Bowringia

Scientific classification
- Kingdom: Plantae
- Clade: Tracheophytes
- Clade: Angiosperms
- Clade: Eudicots
- Clade: Rosids
- Order: Fabales
- Family: Fabaceae
- Subfamily: Faboideae
- Tribe: Baphieae
- Genus: Bowringia Champ. ex Benth. (1852)
- Species: Four; see text

= Bowringia =

Genus of legumes

Bowringia is a genus of flowering plants in the legume family (Fabaceae), found in tropical Africa and southeastern Asia. It includes four species native to western and central Africa and Madagascar, and to Borneo, Indochina, and southern China.

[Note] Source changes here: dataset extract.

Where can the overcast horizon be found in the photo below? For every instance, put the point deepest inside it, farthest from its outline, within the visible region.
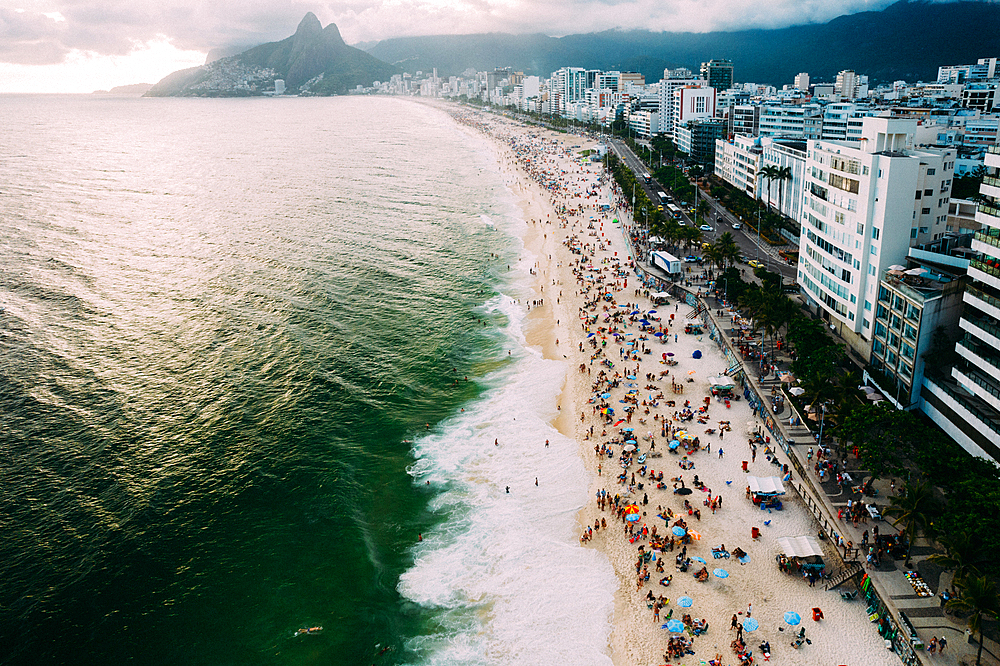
(86, 45)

Bowringia belongs to subfamily Faboideae. The genus was traditionally assigned to the tribe Sophoreae; however, recent molecular phylogenetic analyses reassigned Bowringia to the Baphieae tribe. It was named after Sir John Bowring and his son, J. C. Bowring for their botanical work in China.

==Species==
Bowringia comprises the following species:
- Bowringia callicarpa Champ. ex Benth. southeastern China, Hainan, Vietnam, Laos, Cambodia, and Borneo
- Bowringia discolor J.Hall – Liberia to Ghana
- Bowringia libirica (Breteler) M.Yu.Gontsch. & Povydysh – Liberia
- Bowringia mildbraedii Harms – Ghana to Central African Republic and Angola, and eastern Madagascar.